Finanzen

Amundi-Vorstand warnt vor "Schneeballsystem" bei Private Equity

Der CIO von Europas größtem Vermögensverwalter Amundi warnt, dass Private-Equity-Fonds Wertpapiere "zirkulär" aneinander verkaufen, und erwartet einen Crash.
04.06.2022 09:00
Aktualisiert: 04.06.2022 09:00
Lesezeit: 2 min

Vincent Mortier, Chief Investment Officer von Amundi Asset Management, Europas größtem Vermögensverwalter, hat Teile der Private-Equity-Branche mit einem "Schneeballsystem" verglichen. Er erwartet, dass es in der Branche in den kommenden Jahren zum Crash kommen wird, wie die Financial Times berichtet.

"Einige Teile der Private-Equity-Branche ähneln in gewisser Weise einem Schneeballsystem", sagte Mortier in einer Präsentation. "Man weiß, dass man [Vermögenswerte] für das 20- oder 30-fache des Gewinns an eine andere Private-Equity-Firma verkaufen kann.

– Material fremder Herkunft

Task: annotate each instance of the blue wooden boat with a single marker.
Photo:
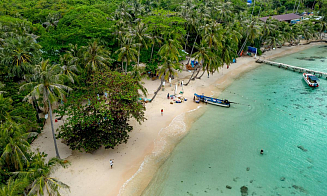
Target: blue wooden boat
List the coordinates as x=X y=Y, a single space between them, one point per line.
x=214 y=101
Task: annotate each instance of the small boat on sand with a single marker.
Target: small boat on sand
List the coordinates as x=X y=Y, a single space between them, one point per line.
x=214 y=101
x=311 y=79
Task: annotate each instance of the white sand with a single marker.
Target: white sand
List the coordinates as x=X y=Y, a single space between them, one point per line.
x=90 y=174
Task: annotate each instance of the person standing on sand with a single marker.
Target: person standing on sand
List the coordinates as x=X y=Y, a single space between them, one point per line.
x=111 y=163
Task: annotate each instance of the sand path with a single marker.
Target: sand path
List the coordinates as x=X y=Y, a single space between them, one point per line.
x=90 y=174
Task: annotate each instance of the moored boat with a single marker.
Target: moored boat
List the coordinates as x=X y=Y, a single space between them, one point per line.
x=214 y=101
x=311 y=79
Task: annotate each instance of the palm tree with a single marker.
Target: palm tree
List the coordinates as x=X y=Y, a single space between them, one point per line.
x=40 y=171
x=127 y=52
x=47 y=83
x=141 y=37
x=17 y=54
x=155 y=38
x=167 y=69
x=69 y=67
x=170 y=49
x=95 y=57
x=5 y=105
x=13 y=140
x=52 y=20
x=136 y=74
x=14 y=187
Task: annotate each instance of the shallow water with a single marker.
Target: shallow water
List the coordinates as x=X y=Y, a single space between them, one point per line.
x=277 y=112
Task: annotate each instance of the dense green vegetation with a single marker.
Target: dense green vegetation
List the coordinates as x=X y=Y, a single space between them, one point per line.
x=83 y=58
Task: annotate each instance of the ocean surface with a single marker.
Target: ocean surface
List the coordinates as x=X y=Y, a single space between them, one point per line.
x=275 y=111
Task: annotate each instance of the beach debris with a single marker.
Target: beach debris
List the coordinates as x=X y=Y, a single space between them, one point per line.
x=190 y=194
x=244 y=191
x=302 y=148
x=300 y=188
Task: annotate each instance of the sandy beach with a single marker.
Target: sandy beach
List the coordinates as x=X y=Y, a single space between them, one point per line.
x=90 y=174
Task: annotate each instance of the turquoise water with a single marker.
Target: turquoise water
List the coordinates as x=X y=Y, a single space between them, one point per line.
x=276 y=112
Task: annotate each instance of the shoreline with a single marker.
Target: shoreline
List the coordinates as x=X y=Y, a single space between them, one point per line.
x=90 y=174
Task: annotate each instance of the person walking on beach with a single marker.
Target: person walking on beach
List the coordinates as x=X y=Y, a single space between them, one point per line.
x=111 y=163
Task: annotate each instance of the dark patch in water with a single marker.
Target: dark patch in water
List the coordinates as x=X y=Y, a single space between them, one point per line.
x=302 y=148
x=320 y=99
x=300 y=188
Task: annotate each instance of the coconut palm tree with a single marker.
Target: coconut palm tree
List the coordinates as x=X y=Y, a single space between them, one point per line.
x=48 y=83
x=137 y=75
x=155 y=39
x=41 y=172
x=168 y=68
x=170 y=50
x=141 y=37
x=14 y=187
x=13 y=140
x=95 y=57
x=17 y=54
x=127 y=52
x=69 y=67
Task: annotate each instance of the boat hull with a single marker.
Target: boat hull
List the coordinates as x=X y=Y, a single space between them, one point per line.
x=213 y=101
x=306 y=79
x=219 y=104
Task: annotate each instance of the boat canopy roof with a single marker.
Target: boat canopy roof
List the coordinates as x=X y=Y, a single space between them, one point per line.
x=313 y=77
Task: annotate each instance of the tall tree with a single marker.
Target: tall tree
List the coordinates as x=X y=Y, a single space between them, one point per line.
x=47 y=82
x=15 y=146
x=17 y=54
x=141 y=38
x=168 y=69
x=127 y=52
x=104 y=121
x=40 y=172
x=95 y=57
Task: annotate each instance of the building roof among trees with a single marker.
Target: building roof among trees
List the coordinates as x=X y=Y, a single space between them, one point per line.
x=284 y=17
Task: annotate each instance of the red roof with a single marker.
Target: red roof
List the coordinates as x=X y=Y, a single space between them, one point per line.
x=284 y=17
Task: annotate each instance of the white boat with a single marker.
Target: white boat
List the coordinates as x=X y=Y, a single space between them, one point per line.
x=311 y=79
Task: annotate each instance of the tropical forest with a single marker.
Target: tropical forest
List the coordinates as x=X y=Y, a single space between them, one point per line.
x=86 y=60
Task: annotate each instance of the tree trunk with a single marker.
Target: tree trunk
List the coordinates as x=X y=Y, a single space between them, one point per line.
x=192 y=49
x=186 y=40
x=191 y=76
x=53 y=133
x=126 y=66
x=155 y=93
x=138 y=57
x=151 y=52
x=201 y=74
x=122 y=66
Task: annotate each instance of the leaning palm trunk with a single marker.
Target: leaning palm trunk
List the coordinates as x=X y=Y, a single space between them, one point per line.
x=155 y=93
x=196 y=70
x=152 y=52
x=192 y=49
x=138 y=57
x=201 y=74
x=186 y=40
x=191 y=77
x=53 y=134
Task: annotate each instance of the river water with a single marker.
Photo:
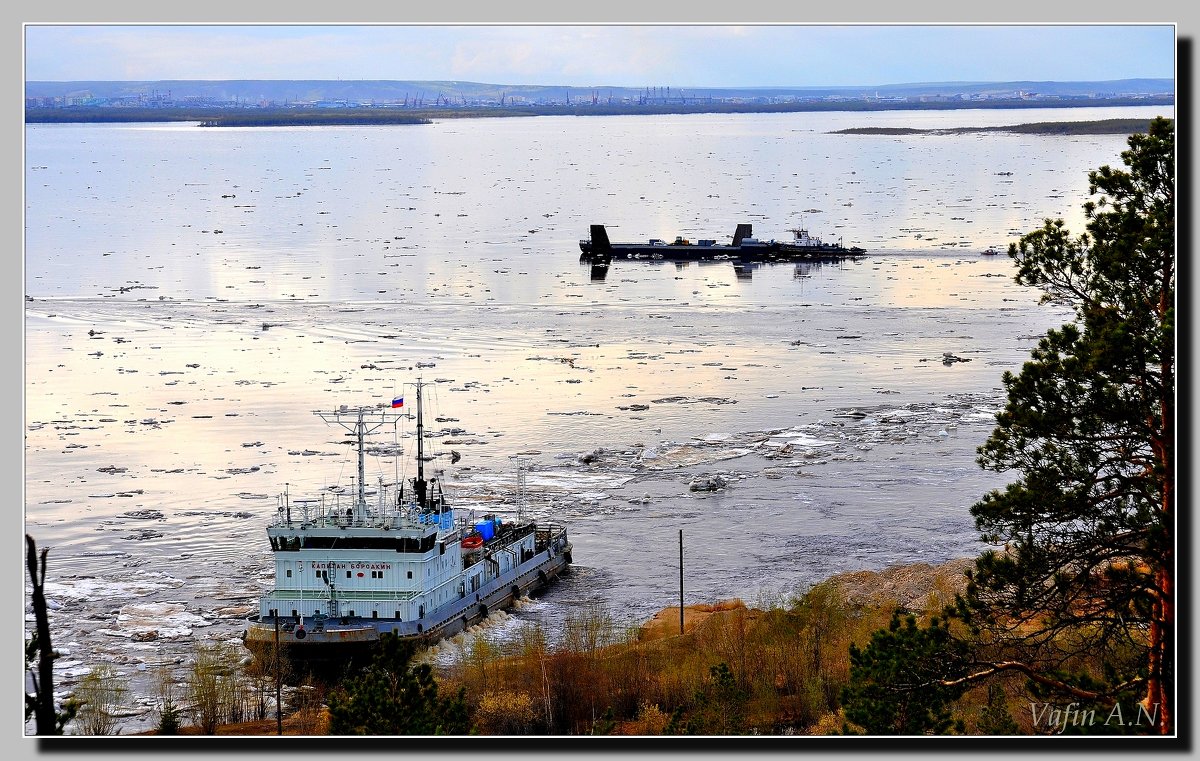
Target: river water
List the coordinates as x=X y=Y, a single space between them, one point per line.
x=193 y=294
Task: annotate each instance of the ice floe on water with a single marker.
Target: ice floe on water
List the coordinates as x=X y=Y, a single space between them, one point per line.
x=132 y=583
x=145 y=622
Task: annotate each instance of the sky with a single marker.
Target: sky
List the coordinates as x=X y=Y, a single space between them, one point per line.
x=591 y=55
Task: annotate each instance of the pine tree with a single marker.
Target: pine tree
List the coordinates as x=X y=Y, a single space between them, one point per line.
x=1085 y=575
x=899 y=682
x=390 y=697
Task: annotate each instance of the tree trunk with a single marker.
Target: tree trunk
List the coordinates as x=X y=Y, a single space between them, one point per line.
x=43 y=681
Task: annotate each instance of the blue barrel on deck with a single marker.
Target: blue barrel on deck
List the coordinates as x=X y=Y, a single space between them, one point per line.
x=486 y=529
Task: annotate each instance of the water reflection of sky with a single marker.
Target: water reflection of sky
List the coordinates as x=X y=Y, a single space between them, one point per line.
x=173 y=369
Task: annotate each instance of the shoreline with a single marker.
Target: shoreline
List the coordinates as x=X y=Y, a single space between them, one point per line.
x=241 y=117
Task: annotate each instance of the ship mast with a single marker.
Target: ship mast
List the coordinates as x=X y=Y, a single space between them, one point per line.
x=419 y=484
x=361 y=426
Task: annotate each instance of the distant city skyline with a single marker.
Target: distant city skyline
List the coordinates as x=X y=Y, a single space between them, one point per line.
x=679 y=55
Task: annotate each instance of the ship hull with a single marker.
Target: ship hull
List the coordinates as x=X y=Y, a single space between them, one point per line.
x=336 y=641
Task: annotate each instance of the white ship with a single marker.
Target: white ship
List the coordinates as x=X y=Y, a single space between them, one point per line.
x=349 y=569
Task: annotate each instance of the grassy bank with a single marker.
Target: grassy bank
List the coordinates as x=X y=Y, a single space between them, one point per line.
x=1101 y=126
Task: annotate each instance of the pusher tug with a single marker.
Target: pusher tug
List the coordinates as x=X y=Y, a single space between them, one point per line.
x=347 y=571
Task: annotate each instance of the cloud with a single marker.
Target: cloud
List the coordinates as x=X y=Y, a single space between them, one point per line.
x=629 y=55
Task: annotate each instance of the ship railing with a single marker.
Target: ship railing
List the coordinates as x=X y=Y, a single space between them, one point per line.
x=342 y=594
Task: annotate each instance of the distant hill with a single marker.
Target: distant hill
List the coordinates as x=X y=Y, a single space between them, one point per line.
x=282 y=91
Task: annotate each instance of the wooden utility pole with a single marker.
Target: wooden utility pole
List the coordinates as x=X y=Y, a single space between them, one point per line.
x=681 y=581
x=279 y=679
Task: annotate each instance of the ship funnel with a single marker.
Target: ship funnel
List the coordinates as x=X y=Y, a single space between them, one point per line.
x=600 y=240
x=744 y=231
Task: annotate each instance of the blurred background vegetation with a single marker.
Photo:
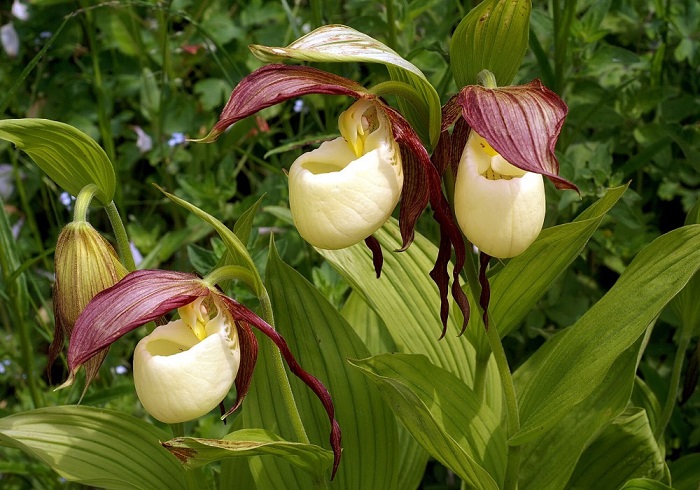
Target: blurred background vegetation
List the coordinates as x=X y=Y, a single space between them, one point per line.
x=141 y=76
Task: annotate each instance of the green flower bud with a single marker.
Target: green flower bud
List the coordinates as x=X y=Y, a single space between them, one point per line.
x=85 y=264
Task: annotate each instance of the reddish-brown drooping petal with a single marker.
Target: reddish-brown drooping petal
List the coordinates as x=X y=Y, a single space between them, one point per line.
x=249 y=356
x=450 y=234
x=140 y=297
x=276 y=83
x=242 y=314
x=521 y=122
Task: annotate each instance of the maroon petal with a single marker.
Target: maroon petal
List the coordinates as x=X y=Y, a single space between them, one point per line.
x=450 y=236
x=521 y=122
x=140 y=297
x=249 y=356
x=377 y=257
x=243 y=314
x=276 y=83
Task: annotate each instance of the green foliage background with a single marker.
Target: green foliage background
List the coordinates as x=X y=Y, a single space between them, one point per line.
x=629 y=71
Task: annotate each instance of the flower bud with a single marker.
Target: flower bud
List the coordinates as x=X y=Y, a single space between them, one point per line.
x=85 y=264
x=345 y=190
x=499 y=207
x=186 y=367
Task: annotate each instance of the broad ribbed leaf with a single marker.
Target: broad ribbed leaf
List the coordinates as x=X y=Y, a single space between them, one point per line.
x=67 y=155
x=273 y=84
x=338 y=43
x=685 y=472
x=238 y=254
x=406 y=299
x=492 y=36
x=195 y=452
x=141 y=297
x=322 y=341
x=521 y=122
x=526 y=278
x=547 y=462
x=372 y=331
x=625 y=449
x=95 y=447
x=578 y=364
x=443 y=415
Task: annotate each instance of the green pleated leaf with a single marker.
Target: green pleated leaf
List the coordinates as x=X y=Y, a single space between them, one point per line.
x=244 y=224
x=372 y=331
x=408 y=302
x=646 y=484
x=195 y=452
x=685 y=472
x=443 y=415
x=626 y=449
x=579 y=363
x=322 y=341
x=492 y=36
x=237 y=252
x=67 y=155
x=526 y=278
x=548 y=462
x=338 y=43
x=95 y=446
x=685 y=304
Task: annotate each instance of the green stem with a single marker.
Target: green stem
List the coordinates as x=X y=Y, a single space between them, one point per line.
x=672 y=395
x=390 y=23
x=511 y=481
x=281 y=374
x=192 y=477
x=82 y=202
x=121 y=236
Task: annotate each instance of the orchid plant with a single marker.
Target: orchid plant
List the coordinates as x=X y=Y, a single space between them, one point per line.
x=441 y=387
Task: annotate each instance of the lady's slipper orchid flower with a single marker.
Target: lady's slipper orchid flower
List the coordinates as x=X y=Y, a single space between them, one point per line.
x=499 y=207
x=499 y=193
x=506 y=138
x=85 y=264
x=186 y=367
x=339 y=208
x=345 y=190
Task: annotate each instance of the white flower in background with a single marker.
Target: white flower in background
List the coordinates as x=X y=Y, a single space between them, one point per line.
x=9 y=40
x=499 y=207
x=20 y=11
x=345 y=190
x=186 y=367
x=143 y=142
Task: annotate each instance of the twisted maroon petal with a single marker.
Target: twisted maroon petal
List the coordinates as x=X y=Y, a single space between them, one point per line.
x=140 y=297
x=242 y=314
x=276 y=83
x=450 y=236
x=521 y=122
x=249 y=356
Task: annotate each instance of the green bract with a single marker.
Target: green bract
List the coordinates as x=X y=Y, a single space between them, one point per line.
x=493 y=36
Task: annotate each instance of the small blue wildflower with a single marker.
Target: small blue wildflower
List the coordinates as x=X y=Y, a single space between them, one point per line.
x=176 y=139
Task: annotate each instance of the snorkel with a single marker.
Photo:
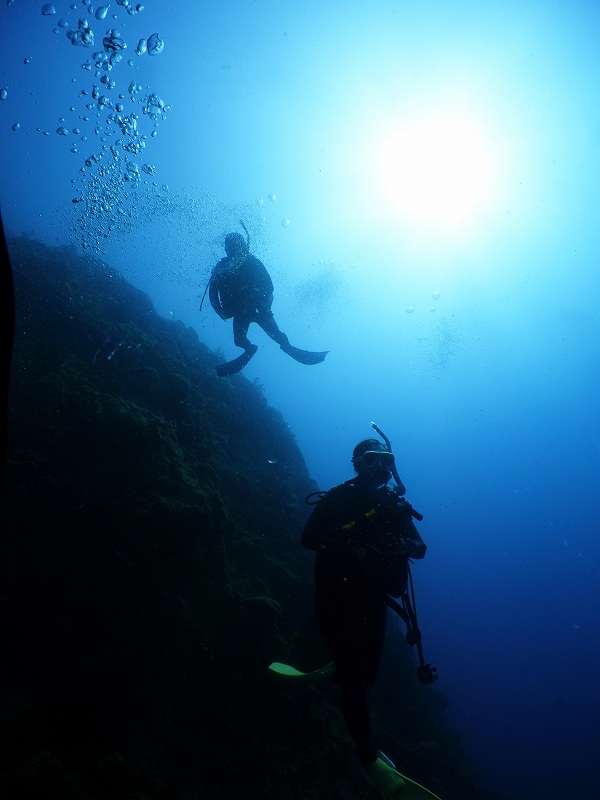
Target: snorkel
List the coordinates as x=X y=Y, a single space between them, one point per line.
x=401 y=489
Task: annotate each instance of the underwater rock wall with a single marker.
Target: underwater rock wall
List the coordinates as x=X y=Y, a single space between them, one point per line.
x=151 y=570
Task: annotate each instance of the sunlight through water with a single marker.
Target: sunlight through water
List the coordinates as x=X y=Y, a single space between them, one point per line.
x=435 y=172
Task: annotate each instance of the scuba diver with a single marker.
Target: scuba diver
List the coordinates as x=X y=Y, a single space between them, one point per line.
x=240 y=287
x=364 y=535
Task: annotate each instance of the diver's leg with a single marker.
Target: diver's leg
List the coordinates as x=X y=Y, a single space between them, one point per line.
x=266 y=321
x=339 y=620
x=240 y=339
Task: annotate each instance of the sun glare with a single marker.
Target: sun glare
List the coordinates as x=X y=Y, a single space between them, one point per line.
x=436 y=171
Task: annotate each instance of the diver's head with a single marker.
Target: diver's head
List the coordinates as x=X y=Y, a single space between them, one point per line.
x=235 y=245
x=372 y=461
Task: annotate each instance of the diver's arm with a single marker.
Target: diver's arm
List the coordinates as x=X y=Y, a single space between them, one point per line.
x=414 y=545
x=323 y=531
x=213 y=295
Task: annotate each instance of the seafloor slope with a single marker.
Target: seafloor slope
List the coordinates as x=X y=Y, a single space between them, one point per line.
x=150 y=571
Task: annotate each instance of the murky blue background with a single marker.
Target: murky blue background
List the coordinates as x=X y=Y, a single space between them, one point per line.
x=472 y=342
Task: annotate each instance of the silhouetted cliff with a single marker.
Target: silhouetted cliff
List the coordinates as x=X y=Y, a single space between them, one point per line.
x=151 y=571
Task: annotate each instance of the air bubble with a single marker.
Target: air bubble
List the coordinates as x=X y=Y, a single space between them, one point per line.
x=155 y=44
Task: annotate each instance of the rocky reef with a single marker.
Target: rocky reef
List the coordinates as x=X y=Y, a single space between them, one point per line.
x=150 y=571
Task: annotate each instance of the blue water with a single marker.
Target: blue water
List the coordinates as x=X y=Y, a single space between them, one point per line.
x=471 y=338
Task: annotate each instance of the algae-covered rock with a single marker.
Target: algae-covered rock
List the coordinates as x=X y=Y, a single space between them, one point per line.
x=150 y=571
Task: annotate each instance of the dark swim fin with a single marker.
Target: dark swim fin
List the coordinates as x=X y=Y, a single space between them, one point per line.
x=237 y=364
x=292 y=672
x=304 y=356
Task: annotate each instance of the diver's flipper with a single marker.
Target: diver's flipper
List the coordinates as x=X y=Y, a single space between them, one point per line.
x=393 y=785
x=292 y=672
x=304 y=356
x=231 y=367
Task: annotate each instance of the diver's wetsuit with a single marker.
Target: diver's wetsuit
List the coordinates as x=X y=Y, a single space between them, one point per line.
x=363 y=537
x=240 y=287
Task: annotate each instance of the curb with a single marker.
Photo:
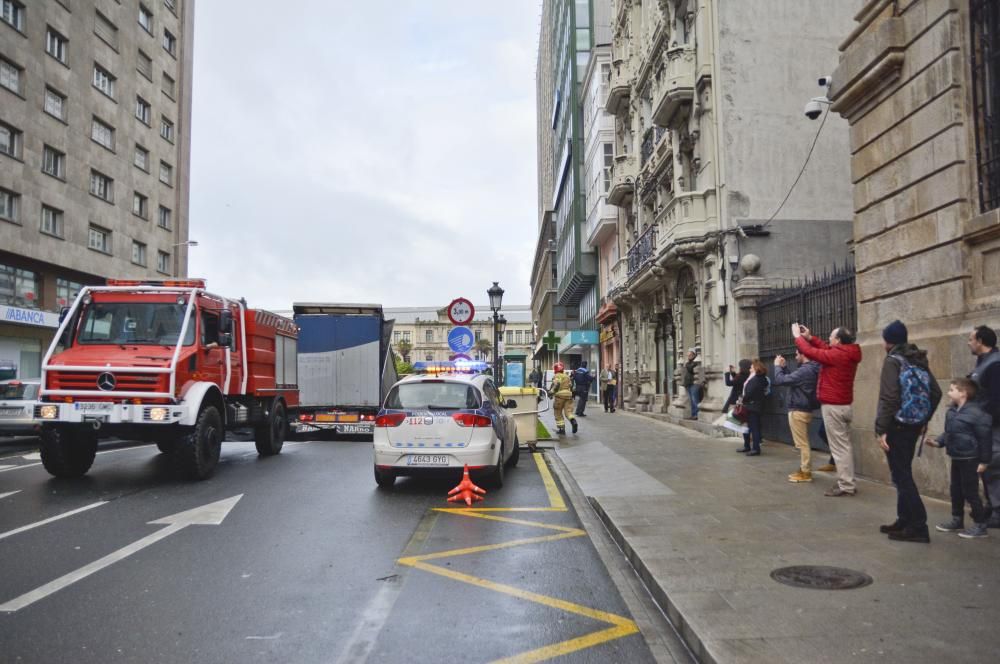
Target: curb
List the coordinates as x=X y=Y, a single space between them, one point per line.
x=680 y=622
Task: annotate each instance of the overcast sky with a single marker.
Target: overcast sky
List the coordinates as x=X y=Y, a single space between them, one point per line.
x=373 y=151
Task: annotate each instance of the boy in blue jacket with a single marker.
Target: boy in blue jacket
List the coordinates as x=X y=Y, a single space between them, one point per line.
x=968 y=439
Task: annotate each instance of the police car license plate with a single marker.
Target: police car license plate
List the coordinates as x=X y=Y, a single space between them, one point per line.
x=427 y=460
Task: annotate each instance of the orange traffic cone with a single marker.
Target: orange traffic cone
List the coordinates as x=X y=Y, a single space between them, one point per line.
x=466 y=490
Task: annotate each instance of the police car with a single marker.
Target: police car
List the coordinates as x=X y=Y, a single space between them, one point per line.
x=447 y=415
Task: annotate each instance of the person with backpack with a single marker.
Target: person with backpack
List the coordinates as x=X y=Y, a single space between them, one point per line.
x=907 y=398
x=802 y=402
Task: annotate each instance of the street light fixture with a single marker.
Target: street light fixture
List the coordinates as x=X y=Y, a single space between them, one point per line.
x=496 y=298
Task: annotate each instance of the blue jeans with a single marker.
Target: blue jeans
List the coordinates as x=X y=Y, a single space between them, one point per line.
x=693 y=391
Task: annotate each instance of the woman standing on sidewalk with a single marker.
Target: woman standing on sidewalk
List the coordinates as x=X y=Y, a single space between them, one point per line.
x=754 y=392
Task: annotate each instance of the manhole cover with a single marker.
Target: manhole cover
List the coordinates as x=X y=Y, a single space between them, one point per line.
x=819 y=577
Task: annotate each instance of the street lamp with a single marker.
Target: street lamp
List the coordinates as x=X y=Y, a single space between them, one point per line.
x=496 y=297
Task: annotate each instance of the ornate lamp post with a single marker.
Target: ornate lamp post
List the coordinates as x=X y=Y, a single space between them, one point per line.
x=496 y=297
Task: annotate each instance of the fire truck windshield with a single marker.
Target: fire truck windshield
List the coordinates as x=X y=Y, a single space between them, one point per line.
x=134 y=323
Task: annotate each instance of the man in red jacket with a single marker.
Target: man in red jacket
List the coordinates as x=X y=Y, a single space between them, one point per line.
x=838 y=359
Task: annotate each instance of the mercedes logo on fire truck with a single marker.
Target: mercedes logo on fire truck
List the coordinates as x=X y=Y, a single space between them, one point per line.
x=106 y=382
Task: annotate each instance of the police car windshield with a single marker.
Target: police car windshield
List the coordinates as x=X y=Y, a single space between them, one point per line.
x=141 y=323
x=433 y=395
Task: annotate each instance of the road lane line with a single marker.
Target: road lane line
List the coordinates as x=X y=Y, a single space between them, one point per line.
x=91 y=506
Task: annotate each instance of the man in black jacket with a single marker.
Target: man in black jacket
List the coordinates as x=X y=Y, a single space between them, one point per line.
x=802 y=402
x=899 y=439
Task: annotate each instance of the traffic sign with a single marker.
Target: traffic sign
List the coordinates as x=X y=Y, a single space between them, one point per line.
x=461 y=339
x=461 y=311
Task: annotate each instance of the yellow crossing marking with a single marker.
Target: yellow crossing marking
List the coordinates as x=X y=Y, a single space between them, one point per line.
x=620 y=626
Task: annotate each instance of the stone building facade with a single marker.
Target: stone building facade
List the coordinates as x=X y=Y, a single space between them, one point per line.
x=919 y=83
x=714 y=204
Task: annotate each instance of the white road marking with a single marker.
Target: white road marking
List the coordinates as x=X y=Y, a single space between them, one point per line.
x=211 y=514
x=52 y=518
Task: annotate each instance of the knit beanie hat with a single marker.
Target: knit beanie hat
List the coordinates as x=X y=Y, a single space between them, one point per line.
x=895 y=333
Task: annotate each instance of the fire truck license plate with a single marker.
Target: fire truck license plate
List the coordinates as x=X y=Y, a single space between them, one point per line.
x=428 y=460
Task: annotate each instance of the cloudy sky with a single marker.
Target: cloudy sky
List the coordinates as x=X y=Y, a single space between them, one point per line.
x=373 y=151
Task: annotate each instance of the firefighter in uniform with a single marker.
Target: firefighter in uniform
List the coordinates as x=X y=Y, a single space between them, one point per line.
x=562 y=390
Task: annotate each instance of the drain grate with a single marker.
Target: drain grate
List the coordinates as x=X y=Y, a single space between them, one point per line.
x=819 y=577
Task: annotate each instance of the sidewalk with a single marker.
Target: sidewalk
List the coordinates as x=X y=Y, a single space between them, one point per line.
x=705 y=526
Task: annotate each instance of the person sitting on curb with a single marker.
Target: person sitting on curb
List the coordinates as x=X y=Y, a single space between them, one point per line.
x=969 y=440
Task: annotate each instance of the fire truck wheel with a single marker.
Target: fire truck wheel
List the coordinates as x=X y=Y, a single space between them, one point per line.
x=68 y=452
x=270 y=436
x=197 y=452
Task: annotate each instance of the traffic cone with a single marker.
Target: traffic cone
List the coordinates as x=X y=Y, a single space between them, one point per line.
x=466 y=491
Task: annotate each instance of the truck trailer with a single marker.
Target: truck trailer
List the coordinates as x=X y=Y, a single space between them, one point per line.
x=166 y=362
x=346 y=366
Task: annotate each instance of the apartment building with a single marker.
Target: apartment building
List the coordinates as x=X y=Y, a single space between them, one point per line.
x=95 y=117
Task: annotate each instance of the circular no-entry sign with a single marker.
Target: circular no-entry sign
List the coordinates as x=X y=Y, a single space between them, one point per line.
x=461 y=311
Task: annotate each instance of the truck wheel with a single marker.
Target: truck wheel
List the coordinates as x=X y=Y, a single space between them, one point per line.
x=385 y=478
x=270 y=437
x=68 y=452
x=197 y=452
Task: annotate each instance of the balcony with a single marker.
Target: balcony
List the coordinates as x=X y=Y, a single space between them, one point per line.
x=619 y=86
x=674 y=86
x=622 y=179
x=689 y=215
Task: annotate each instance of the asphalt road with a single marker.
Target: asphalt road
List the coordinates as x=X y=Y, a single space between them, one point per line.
x=297 y=558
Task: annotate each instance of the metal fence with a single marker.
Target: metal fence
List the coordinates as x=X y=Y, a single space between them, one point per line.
x=821 y=303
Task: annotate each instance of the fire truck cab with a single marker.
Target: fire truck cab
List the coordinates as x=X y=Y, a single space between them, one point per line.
x=166 y=362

Deshalb kann man von einem Ponzi sprechen. Es ist eine zirkuläre Sache."

Börsengehandelte Aktien und Anleihen lassen einem typischen Vermögensverwalter wie dem französischen Unternehmen Amundi, das ein Vermögen von 2 Billionen Euro managt, wenig Spielraum, um seine Performance zu verbergen. Denn Kursschwankungen bei den gehaltenen Vermögenswerten kann man leicht täglich oder sogar in Echtzeit verfolgen - ein Prozess, der als Marktbewertung bekannt ist.

Private-Equity-Firmen hingegen halten das Geld ihrer Anleger in der Regel für mehrere Jahre fest. Informationen darüber, ob ihre Zielunternehmen an Wert gewonnen oder verloren haben, werden nur dann veröffentlicht, wenn sie das entsprechende Unternehmen an die Börse bringen oder sich dafür entscheiden, den Preis offenzulegen, zu dem sie es verkauft haben.

In der Zwischenzeit handelt es sich bei den Bewertungen, welche die Private-Equtiy-Firmen ihren Investoren vierteljährlich zur Verfügung stellen, oft nur um ausgeklügelte eigene Schätzungen, die auf ungefähr gleichwertigen Vermögenswerten auf den frei gehandelten Märkten beruhen.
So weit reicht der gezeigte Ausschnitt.